On 10/22/2022 at 4:48 PM, chloelinadan said:

at first i begged for another chance but he didn't care.. i told him i respect it at the end and stopped texting hi. after 2 days he made first contact and asked how i am doing and if we can catch up and if i think i am able to rebuild a friendship with him. in his point of view he doesnt want to commit but still have me in his life, he wants to be just friends see how it goes and "maybe" get back in the future.. the conversation was pretty dry i didnt let it continue for long. after a few days i texted him and told him i dont see how this friendship is going to work because for me its either we are in a relationship or nothing as its kind of selfish from his side,

Exactly, it's either all or nothing.

One cannot work on accepting, healing & moving on if they can't cut all ties, in order to do so.
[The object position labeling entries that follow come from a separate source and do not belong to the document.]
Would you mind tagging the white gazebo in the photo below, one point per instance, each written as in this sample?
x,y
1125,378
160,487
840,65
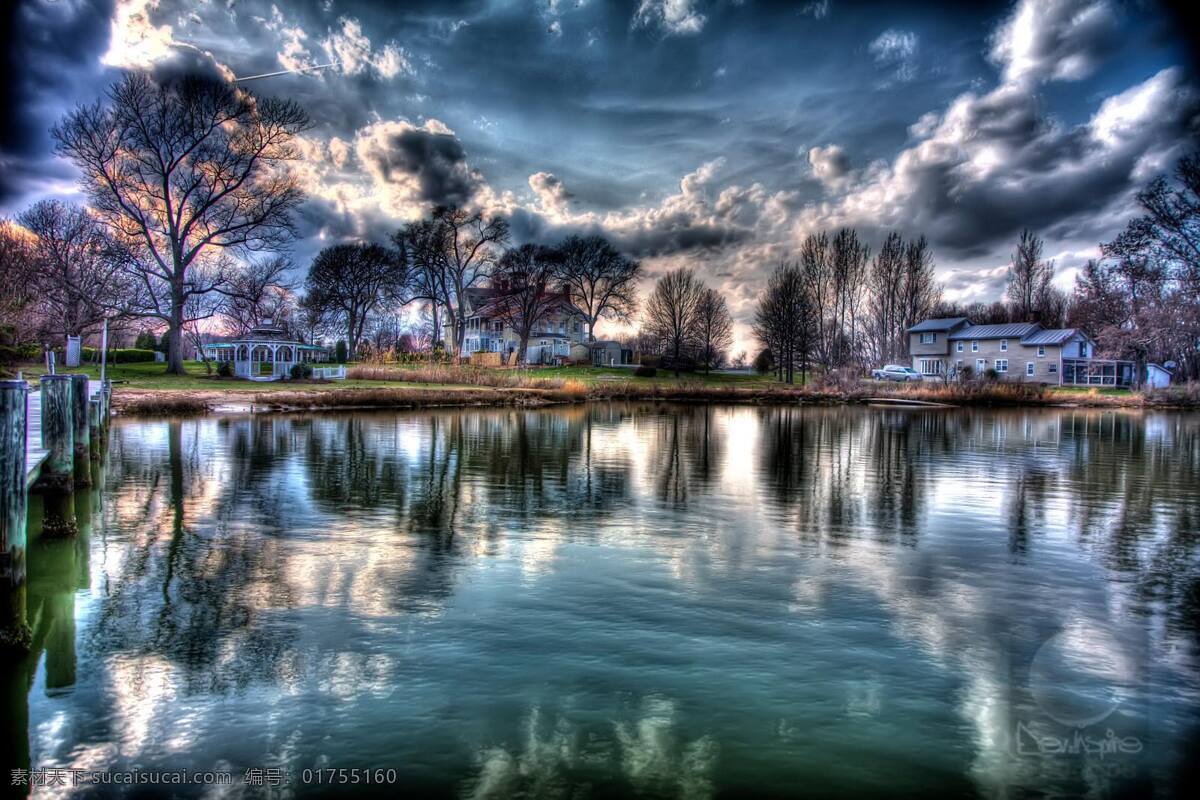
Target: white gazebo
x,y
267,353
On 10/22/2022 at 4:48 PM, chloelinadan said:

my end goal is to get back with him i know its low of me but i am not willing to give up on this relationship even tho he is.

Read this again - HE is!  He has pulled away twice already.. so, you're okay with a 3rd and 4th?  😕 .. that is damaging to you & this relationship.

 

On 10/22/2022 at 4:48 PM, chloelinadan said:

i dont know if i should completely stop talking to him and see if that helps him realise something and come back (i know there is a low chance but i am still hopeful) or i keep being a friend and prove him this way that i am actually working on my issues and becoming better.

So, is the BU again, due to YOUR insecurities?  If so, YES, is time to work on you now.  No expectations from him.

I say no to 'friends'.  Leave all alone now and actually spend some serious down time on your own.  For sure, work on yourself.  Sounds like you've got some underlying issue's going on.